My MIDAS ratio is 20% compared to other Gynecologic Oncologists’ ratio of 4%. (See how the MIDAS is calculated). The discrepancy stems from my greater use of Outpatient Laparoscopy over Inpatient open-incision surgery, not from differences in complications. If this MIDAS ratio were a takeback rate, it would indeed indicate that I was a deadly awful surgeon, one who really, really must be expelled immediately.This is why good colleagues voted to expel me: they believed her representation.


The record shows that Dr. Chandrasena repeatedly, firmly alleged that my takeback rate was 20%. The Chair of Anesthesiology at the MEC meeting, who practiced with me for many years, told her that such a terrible rate was not possible over the three years under review. It would have meant that I had one takeback every single week. Dr. Chandrasena again insisted it was 20%, and the MEC voted my expulsion.


Dr. Chandrasena insisted to the JRC under oath that I had a 20% takeback rate. The AHC Chair, convinced by Dr. Chandrasena’s presentation, testified to the JRC under oath that I had a 20% takeback rate and was too aggressive as a surgeon. Of course the AHC, MEC and JRC members believed in Dr. Chandrasena’s authority, believing her QA computer-generated rate comparisons and never imagining that she could have misinterpreted the MIDAS tables.

None of this had to happen. Had Dr. Chandrasena shared this information with me I could have alerted her to compare me with other gynecologic oncologists. I could have shared with her that there is only one way to calculate a takeback rate, and to trust the NSQIP data. At any university hospital, with more gynecologic oncologists, the QA department would have known better.


Each of the doctors and nurses who did routinely work with me wrote wonderful letters (read letters from my colleagues) and gave testimony of my patient care. They were not believed.


She had convinced everyone, and I was formally expelled.


Expulsion from a hospital automatically result in a review by the Medical Board of California. To defend my license before the MBC, I obtained a new lawyer who consulted with a respected gynecologic oncologist, and a former chief of staff from a large hospital. They critically reviewed my cases and found that I met or exceeded the standard of care with one minor deviation. 

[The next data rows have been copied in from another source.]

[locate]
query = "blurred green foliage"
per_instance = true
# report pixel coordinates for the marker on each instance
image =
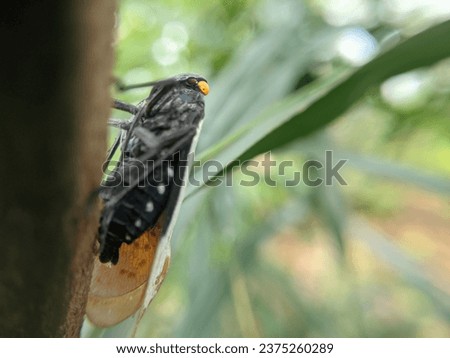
(366, 79)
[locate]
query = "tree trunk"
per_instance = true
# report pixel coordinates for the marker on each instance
(57, 58)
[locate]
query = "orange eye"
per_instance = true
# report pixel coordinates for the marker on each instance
(203, 87)
(192, 81)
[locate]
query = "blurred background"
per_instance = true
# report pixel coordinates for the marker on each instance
(367, 259)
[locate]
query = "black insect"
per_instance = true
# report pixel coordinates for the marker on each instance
(156, 143)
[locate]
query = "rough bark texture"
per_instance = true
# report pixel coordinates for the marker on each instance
(55, 73)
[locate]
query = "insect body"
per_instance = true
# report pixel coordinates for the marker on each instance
(141, 198)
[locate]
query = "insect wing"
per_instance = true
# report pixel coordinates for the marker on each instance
(162, 256)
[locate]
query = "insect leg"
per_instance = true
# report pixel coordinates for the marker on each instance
(126, 107)
(119, 123)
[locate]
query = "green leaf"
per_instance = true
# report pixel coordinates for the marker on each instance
(315, 106)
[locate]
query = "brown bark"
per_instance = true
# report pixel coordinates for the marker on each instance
(56, 70)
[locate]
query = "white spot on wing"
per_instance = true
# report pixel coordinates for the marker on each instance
(161, 189)
(149, 207)
(170, 172)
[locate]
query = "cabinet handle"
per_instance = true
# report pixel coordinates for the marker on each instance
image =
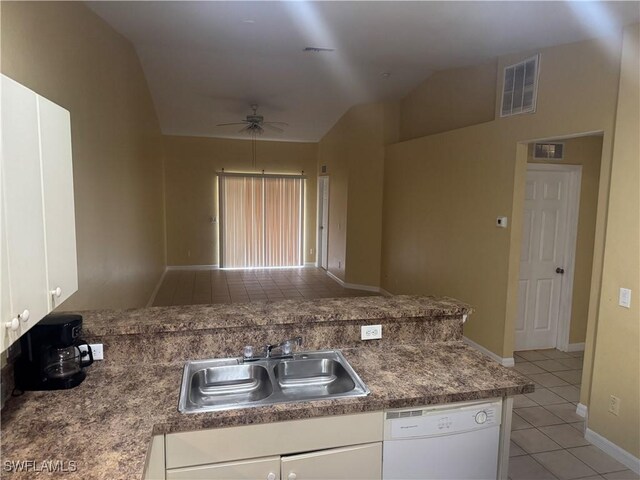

  • They concurred that such minor deviations occur in about 3 to 5% of any surgical practice, and are routinely addressed at monthly hospital QA meetings for both educational and quality improvement purposes.

  • They concurred that there was no justification for my expulsion in their detailed factual representation of my practice.


Having spent a very significant portion of my retirement savings on defense costs, at the age of 66, unable to practice locally, after three years of emotional hell, I gave up. I surrendered my license and asked that the MBC stipulate that indeed we did have a strong defense, but in order to save money on both sides they would accept the surrender of my license. The MBC agreed with that stipulation but it was not included in the final MBC report that was disseminated to all doctors in California, to my dismay.

Nowadays, I play a lot of tennis.

But trust me: I was better at surgery.